Pemberian nama ini karena Sri Sultan Hamengku Buwono VII memilih untuk menempati istana kecil ini. Hingga akhirnya meninggal pada 30 Desember 1921. Menjadi cerita sejarah, tentang sosok Raja Karaton Ngayogyakarta Hadiningrat yang meninggal diluar istana.
"Pendopo Agung Royal Ambarrukmo berdiri sejak 18 sekian, sejarahnya Sultan Hamengku Buwono VII. Turun tahta otomatis harus keluar dari istana keraton. Dia pilih tempatnya di sini untuk beristirahat sambil Sri Sultan Hamengku Buwono VIII naik tahta," jelas Manager Royal Ambarrukmo Hotel Jogjakarta Herman Courbois, Selasa (1/11).
Berdasarkan fakta sejarah, bangunan ini dibangun era Sri Sultan Hamengku Buwono II. Tepatnya medio 1792 dan kini telah berusia 230 tahun. Setelahnya dipugar dan diperluas era kepemimpinan Sri Sultan Hamengku Buwono VII.

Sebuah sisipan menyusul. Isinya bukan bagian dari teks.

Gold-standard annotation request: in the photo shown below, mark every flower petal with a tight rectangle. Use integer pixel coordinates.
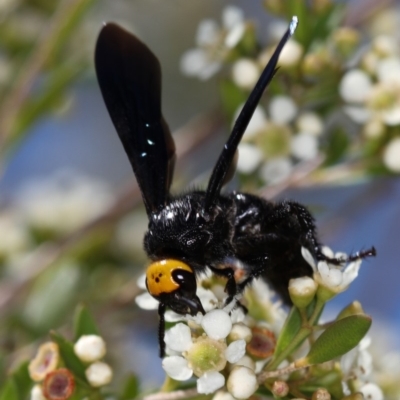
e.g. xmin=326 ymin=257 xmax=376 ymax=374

Herman menuturkan fungsi bangunan pada awalnya untuk menerima tamu. Terutama yang datang dari arah Surakarta. Untuk kemudian beristirahat di kawasan alun-alun atau Pendopo Agung Kedhaton Ambarrukmo. Sebelum akhirnya bertemu Raja di Karaton Ngayogyakarta Hadiningrat.
"Sudah ada sejak jaman Hamengku Buwono II, dulu tempatnya orang dari Solo mau ketemu raja sebelum masuk keraton sudah kumpul di alun-alun atau pendopo, sekarang masih berdiri alun-alun masih ada, pendopo, dalem agung sama bale kambang," katanya.
Keaslian arsitektur bangunan masih terjaga hingga kini. Termasuk warna cat bangunan sisi luar maupun dalam. Mulai dari pendopo, Ndalem Ageng hingga Bale Kambang.
Pada sisi barat merupakan area keputren. Menjadi tempat untuk para abdi dalem maupun kerabat putri. Sementara sisi timur adalah keputran, yang kini menjadi bangunan hotel Royal Ambarrukmo Jogjakarta.
"Fungsinya, alun-alun untuk masyarakat umum, pendopo untuk resepsi, lalu pringgitan dan ageng dalem untuk VIP atau keluarga, lalu Gadri untuk keluarga dari raja," ujarnya.
Untuk saat ini bangunan utama difungsikan sebagai Museum Ambarrukmo. Berisikan artefak raja-raja Karaton Ngayogyakarta Hadiningrat. Mulai dari Sri Sultan Hamengku Buwono I hingga Sri Sultan Hamengku Buwono X.
Adapula beberapa foto kerabat Kasunanan Surakarta. Terlihat dari dipajangnya foto Sri Susuhunan Paku Buwono X. Adapula Gubernur Hindia Belanda pada era pemerintahan Sri Sultan Hamengku Buwono VII.
"Sekarang jadi museum yang menyajikan beragam foto - foto sejarah. Juga untuk menyimpan gamelan dan koleksi wayang kulit," katanya.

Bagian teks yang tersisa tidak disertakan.